WAARSCHUWINGEN VOOR HYDRAULISCHE AANSLUITINGEN
Het is verplicht om een geschikt toestel tegen overdruk (niet meegeleverd) op de waterinlaatleiding
van het toestel te schroeven. In landen die EN 1487 erkennen, moet de waterinlaatleiding van het
toestel uitgerust zijn met een veiligheidsapparaat dat voldoet aan de eerder genoemde norm.
Het moet nieuw zijn, met 3/4" afmetingen en gekalibreerd tot een maximale druk van 0,7 MPa,
inclusief ten minste een kraan, terugslagklep, veiligheidsklep en hydraulische lastuitschakeling.
Er mag niet met dit veiligheidsapparaat worden geknoeid en het moet regelmatig in werking worden
gesteld om te controleren of het niet geblokkeerd is en om eventuele kalkaanslag te verwijderen.
Het water kan uit de afvoerleiding van het drukafvoertoestel druppelen en de leiding moet open
worden gelaten voor de atmosfeer. Als op het drukafvoertoestel een afvoerleiding is aangesloten,
moet zij aflopend in een vorstvrije omgeving worden geïnstalleerd.

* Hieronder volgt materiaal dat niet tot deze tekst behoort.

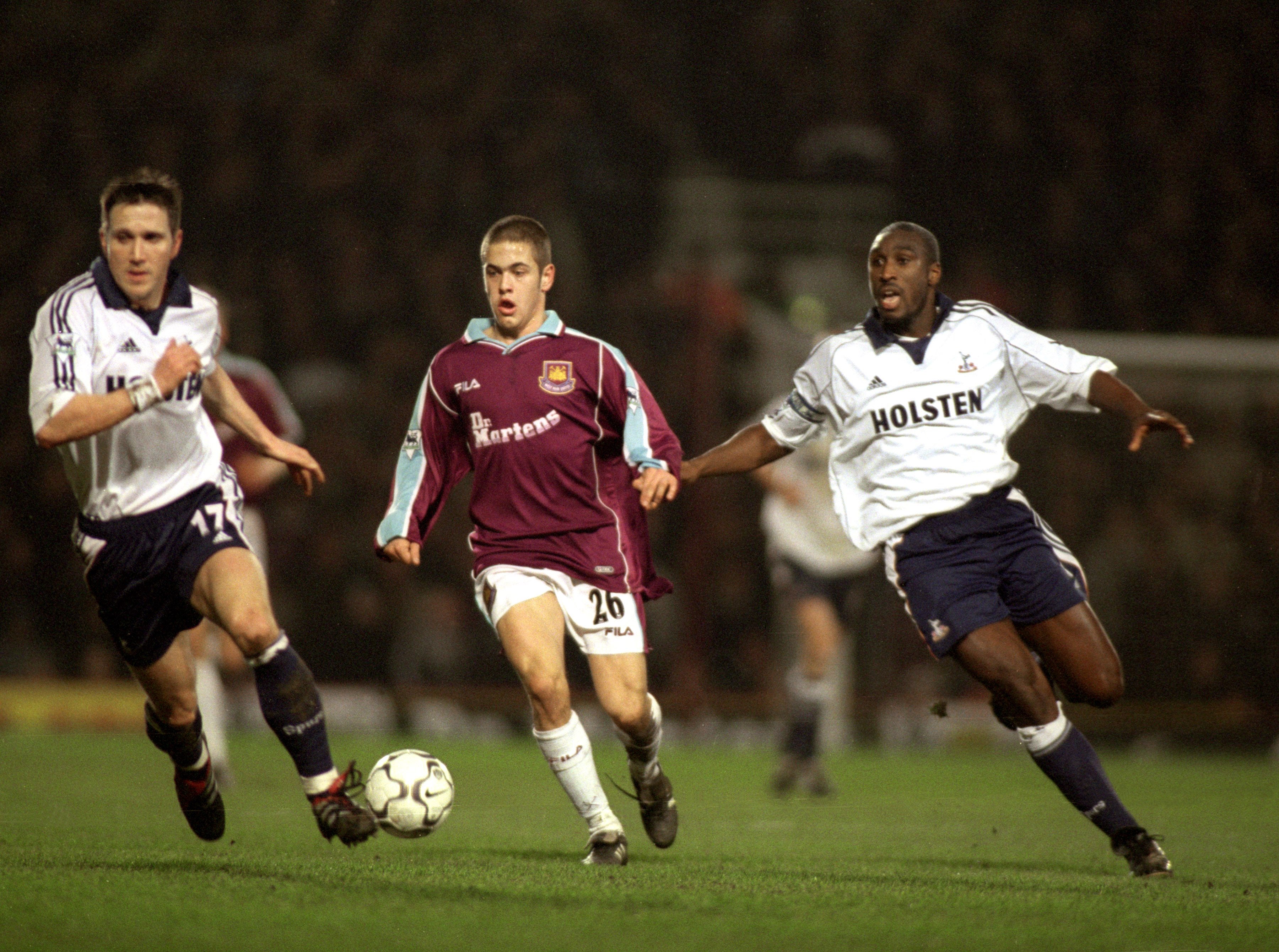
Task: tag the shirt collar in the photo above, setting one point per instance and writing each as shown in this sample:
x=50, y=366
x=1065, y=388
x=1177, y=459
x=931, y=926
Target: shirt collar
x=552, y=328
x=880, y=338
x=178, y=294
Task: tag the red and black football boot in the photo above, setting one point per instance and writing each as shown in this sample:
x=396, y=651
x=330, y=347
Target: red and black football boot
x=338, y=816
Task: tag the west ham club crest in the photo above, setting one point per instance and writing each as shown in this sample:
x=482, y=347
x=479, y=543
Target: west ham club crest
x=557, y=377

Een drukverminderaar (niet meegeleverd) is nodig wanneer de inlaatwaterdruk groter is dan
0,5 MPa (5 bar), die op de hoofdwaterleiding moet worden aangesloten.
De minimale inlaatwaterdruk voor de juiste werking van het toestel is 0,15 MPa (1,5 bar).
Bij modellen met een warmtewisselaar (zonne-energiespiraal) mag het circuitdruk niet hoger zijn
dan 1,0 MPa (10 bar) en mag de temperatuur niet hoger zijn dan 80°C.
Zie de beschrijving en afbeeldingen in de paragraaf 6.5 "Hydraulische aansluitingen" en paragraaf
6.6 "Integratie met zonne-energiesysteem".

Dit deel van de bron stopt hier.